MCKINNON: But Malarndirri, milk only comes from breasts, though, doesn't it?

MCCARTHY: Look, I think I think certainly that the use of the terminology. I mean, we say breast milk. I mean, then we use an Aboriginal language, you know, that's important to us in the feeding of our babies and children. I don't understand enough about this, I think, Leila, I just recognise that clearly there is something important that's happening in that particular community. And I need to say what it is that's going on there.

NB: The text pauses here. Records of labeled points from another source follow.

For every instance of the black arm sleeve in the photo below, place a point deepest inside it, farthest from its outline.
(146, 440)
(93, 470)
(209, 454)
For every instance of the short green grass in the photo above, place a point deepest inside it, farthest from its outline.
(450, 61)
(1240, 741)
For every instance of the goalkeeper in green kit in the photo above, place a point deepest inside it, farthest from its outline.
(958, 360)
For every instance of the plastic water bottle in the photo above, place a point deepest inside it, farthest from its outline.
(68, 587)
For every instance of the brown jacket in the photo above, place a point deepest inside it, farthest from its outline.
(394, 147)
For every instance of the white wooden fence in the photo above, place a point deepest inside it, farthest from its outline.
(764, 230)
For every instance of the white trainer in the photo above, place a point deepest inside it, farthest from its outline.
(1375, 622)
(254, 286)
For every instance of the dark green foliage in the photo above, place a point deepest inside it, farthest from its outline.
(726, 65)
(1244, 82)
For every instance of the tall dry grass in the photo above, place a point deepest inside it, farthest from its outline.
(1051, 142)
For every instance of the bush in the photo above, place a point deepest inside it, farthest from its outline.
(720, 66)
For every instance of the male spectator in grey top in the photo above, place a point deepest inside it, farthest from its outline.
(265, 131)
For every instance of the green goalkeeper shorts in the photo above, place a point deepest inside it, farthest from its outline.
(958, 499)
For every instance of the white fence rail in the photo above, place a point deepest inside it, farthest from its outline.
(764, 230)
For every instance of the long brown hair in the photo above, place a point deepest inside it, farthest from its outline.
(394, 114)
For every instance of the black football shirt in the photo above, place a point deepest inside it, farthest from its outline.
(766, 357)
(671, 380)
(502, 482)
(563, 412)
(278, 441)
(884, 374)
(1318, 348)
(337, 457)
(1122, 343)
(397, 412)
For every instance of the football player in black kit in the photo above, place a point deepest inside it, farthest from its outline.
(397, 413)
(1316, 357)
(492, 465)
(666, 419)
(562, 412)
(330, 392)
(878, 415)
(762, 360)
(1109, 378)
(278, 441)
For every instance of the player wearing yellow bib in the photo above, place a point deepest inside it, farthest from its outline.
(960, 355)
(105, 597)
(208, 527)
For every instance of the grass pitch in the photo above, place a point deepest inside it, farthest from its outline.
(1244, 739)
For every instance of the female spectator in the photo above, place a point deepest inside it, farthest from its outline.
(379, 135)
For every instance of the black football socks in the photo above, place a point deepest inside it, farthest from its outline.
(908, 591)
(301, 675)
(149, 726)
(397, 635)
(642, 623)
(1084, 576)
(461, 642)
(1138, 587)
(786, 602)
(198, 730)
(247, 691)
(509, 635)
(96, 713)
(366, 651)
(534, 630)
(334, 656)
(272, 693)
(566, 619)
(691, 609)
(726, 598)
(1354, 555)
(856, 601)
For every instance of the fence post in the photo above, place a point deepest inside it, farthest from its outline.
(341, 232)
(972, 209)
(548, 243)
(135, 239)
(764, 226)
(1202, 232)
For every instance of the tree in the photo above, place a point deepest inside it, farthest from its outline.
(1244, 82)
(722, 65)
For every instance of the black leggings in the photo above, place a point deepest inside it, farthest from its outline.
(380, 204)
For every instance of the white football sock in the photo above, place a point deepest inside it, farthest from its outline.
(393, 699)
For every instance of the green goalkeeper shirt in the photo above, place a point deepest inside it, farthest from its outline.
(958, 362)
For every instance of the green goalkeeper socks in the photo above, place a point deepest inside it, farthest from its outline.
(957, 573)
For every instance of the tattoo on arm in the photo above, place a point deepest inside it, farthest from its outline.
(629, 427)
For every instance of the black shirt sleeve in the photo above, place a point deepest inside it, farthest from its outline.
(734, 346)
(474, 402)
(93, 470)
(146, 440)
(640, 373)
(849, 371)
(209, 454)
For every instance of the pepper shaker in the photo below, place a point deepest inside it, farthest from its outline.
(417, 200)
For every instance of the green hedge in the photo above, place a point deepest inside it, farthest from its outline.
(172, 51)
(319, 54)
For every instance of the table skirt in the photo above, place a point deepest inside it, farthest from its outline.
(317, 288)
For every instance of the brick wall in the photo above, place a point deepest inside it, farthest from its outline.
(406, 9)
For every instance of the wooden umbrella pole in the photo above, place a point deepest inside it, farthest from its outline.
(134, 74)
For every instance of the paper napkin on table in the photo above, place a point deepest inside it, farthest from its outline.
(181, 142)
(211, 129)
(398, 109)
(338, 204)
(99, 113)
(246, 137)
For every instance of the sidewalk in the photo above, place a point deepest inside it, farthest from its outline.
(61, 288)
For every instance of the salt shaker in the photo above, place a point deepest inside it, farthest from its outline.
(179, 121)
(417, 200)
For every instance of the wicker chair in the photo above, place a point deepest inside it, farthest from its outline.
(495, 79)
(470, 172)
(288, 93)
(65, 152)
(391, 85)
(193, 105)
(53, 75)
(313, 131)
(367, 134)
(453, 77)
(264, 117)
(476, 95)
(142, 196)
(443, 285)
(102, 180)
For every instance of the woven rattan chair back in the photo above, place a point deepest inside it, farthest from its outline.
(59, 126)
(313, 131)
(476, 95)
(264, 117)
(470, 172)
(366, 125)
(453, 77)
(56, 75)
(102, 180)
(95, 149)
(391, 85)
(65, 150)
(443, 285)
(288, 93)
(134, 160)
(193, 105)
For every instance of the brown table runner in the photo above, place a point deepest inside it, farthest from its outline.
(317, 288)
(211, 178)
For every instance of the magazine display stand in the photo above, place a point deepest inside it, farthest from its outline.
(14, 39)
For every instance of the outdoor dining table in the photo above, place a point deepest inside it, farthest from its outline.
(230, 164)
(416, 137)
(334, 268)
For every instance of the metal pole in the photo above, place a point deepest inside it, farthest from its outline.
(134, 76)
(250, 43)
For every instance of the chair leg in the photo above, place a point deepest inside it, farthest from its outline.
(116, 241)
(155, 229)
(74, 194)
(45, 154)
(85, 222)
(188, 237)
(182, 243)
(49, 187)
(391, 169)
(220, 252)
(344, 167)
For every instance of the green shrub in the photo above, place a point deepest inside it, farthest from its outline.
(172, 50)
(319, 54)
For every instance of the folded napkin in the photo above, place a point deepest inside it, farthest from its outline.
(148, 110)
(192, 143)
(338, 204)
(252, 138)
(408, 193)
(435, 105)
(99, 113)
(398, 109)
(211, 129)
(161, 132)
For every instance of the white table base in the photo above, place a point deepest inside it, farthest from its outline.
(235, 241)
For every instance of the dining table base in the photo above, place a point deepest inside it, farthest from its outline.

JONES: Well, I've got to say, you and the Senator are missing the main point here. I can't believe that, given your experience in the media. What about the dads? What about the true victims here? I mean, you know, we're. It's a minefield enough for us knowing what to say and what not to say. And now we've more in the filter. I mean, it is a nightmare for the dads in those labour wards. And now we've got more to worry about. And, you know, it's very, very tough for the dads.

MCCARTHY: We'll come back to you, T.J. when we need that advice I reckon.

MCKINNON: Men just do it so tough when it comes to childbirth.

MCCARTHY: Very tough. We're all so empathetic.

JONES: Oh, it's been terrible. "Would you like some water? Stop talking, give me the gas!" It's terrible.

MCKINNON: OK, T.J. Malarndirri. Thank you for your insights this morning. A good good chat.